Q&A with Dr. Hamid Nawab
Tell us about yourself — what is your background in and how did you end up in your current position?
I was born in England, and my parents were from Pakistan, so I had a mixture of education in England and Pakistan, moving around frequently as a child. I went to college and graduate school at MIT in Boston and I’ve been here ever since. I love Boston — it is the first place where somebody can stop and ask me how to get somewhere, and I know all the streets.
I worked for three years at MIT, and then moved over to Boston University, where I’m currently a professor. A few years back, I was approached by Ken Sutton in regards to an idea for a company. There were some broadcast studio methodologies that he and a friend of his had developed, and they wanted to explore if that could actually be automated. Their idea required a combination of artificial intelligence and signal processing, and that’s my academic specialty.

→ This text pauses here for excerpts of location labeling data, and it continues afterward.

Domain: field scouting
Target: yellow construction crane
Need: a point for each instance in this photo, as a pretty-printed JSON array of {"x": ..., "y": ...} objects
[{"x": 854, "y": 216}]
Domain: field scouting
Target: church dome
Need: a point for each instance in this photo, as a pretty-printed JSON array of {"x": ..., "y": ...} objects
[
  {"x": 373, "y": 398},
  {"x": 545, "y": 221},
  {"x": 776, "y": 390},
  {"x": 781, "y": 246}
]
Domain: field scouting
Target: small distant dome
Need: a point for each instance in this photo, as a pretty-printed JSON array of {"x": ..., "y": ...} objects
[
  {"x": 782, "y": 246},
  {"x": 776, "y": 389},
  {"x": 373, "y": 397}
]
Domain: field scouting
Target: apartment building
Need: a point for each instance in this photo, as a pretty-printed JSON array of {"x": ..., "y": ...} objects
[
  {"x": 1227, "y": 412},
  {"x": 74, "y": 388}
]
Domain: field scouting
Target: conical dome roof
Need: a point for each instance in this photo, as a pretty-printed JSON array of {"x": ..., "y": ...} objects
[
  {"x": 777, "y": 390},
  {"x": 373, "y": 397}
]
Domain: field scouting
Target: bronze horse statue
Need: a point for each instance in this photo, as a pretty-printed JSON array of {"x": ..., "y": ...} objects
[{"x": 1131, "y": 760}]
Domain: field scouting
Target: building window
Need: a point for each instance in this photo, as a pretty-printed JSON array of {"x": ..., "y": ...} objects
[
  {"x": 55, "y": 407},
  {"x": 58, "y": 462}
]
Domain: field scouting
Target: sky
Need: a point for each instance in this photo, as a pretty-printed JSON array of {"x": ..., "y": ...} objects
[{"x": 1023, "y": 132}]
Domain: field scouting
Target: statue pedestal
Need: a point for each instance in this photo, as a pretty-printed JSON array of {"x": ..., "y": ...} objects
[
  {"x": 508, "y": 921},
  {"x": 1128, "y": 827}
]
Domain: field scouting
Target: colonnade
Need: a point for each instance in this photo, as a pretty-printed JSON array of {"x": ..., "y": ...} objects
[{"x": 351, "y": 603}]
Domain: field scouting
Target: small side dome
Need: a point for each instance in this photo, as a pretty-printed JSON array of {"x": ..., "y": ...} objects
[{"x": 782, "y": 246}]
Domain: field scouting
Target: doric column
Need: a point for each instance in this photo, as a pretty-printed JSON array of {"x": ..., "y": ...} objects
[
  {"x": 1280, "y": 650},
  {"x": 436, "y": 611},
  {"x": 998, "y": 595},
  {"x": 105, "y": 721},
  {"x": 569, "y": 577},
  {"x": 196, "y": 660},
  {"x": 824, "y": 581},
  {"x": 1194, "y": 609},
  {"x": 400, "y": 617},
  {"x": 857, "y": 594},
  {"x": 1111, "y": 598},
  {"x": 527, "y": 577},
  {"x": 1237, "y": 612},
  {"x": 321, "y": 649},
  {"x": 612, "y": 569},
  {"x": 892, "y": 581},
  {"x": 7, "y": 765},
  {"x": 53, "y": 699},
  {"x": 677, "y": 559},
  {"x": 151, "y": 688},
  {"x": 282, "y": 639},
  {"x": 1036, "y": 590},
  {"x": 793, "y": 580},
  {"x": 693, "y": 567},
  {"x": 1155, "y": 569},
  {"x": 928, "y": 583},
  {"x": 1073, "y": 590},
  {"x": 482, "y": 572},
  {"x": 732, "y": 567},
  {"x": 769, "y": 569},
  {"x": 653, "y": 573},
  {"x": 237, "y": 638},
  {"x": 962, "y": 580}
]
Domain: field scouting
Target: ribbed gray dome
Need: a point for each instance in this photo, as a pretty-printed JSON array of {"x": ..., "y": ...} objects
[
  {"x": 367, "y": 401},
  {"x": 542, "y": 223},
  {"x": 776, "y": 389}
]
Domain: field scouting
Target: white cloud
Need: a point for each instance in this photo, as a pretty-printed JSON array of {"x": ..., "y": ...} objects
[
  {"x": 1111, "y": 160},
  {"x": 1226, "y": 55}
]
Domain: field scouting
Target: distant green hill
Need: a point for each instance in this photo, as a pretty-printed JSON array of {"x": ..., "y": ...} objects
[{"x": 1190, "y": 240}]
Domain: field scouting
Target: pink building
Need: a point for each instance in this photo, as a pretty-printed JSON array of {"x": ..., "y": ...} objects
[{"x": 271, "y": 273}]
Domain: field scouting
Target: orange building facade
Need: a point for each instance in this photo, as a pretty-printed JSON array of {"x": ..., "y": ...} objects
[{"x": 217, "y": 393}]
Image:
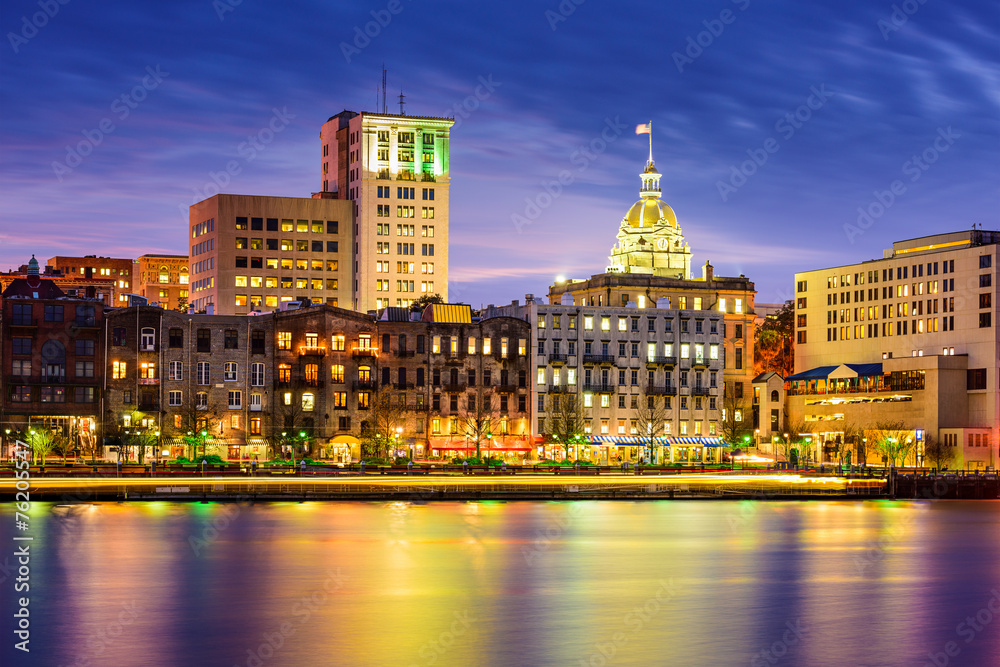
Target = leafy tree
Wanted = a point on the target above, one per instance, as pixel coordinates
(893, 441)
(774, 346)
(651, 416)
(568, 419)
(40, 440)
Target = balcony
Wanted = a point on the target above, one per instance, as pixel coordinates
(598, 359)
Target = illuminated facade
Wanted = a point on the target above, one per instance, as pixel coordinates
(250, 254)
(164, 280)
(650, 242)
(395, 170)
(910, 337)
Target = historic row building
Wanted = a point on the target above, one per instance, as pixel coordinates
(52, 351)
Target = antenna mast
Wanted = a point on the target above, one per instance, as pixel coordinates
(383, 89)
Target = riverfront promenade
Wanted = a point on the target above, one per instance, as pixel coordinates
(357, 486)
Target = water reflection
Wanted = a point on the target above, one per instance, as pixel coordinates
(592, 583)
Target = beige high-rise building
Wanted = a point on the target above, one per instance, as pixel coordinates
(251, 253)
(909, 339)
(394, 168)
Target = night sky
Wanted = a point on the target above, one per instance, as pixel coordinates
(169, 91)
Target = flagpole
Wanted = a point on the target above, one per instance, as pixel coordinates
(650, 142)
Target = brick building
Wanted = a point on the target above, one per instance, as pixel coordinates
(51, 350)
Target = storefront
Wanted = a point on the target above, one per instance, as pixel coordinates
(341, 449)
(695, 450)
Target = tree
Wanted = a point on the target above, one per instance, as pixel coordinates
(893, 441)
(651, 416)
(40, 440)
(381, 430)
(193, 428)
(736, 421)
(481, 415)
(63, 444)
(797, 431)
(937, 452)
(774, 347)
(568, 420)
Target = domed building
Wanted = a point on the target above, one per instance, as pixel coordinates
(649, 239)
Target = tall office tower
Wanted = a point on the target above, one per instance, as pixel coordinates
(250, 254)
(395, 170)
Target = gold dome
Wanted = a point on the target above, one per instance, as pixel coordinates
(648, 212)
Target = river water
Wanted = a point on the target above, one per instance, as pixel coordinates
(526, 583)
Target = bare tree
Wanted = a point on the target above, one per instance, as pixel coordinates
(893, 441)
(385, 416)
(651, 417)
(568, 420)
(481, 415)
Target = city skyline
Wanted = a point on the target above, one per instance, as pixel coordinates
(872, 90)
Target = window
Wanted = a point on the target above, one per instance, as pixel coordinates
(204, 340)
(53, 313)
(84, 347)
(22, 314)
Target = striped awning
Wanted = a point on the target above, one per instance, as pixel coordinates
(625, 440)
(697, 441)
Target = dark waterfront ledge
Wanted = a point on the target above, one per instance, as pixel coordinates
(426, 485)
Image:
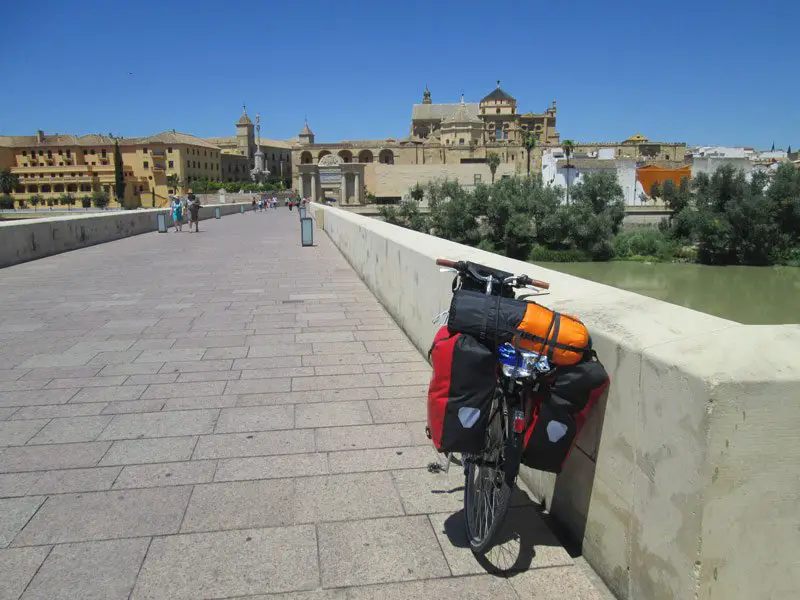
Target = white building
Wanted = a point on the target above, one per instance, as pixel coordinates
(556, 171)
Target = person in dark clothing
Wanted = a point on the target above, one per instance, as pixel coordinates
(194, 212)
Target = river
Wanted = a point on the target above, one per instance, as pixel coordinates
(751, 295)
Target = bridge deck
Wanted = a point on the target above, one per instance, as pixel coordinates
(228, 414)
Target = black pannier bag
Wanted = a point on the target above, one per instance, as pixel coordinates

I came up with the original automation, by combining artificial intelligence and signal processing to replace the human element in audio processing. One thing led to the other, and I became a co-founder and chief scientist at Yobe and it has been a wonderful partnership.
What prompted your shift from surface electromyography research to voice tech?
Well, I don’t look at it as a switch. If you look at my research, there’s one common element in that, and that’s superposition. I have always been intrigued, since my college days, with the idea of superposition — and actually more precisely, undoing superposition. [laughs]
As an engineer, superposition means a state when two or more things are mixed together. And so you can have a superposition of voices, you can have a superposition of muscle signals, such as signals from the brain that controls our muscles. Whether you have a microphone with a number of people speaking, or you have an EMG needle that is poked into somebody’s skin near a muscle or a surface EMG, they’re all, if you will, talking simultaneously. The muscle responds to what the neurons are telling the muscle, and the problem is that a lot of them are talking simultaneously. You need to figure out what each one is saying in order to properly decode the message.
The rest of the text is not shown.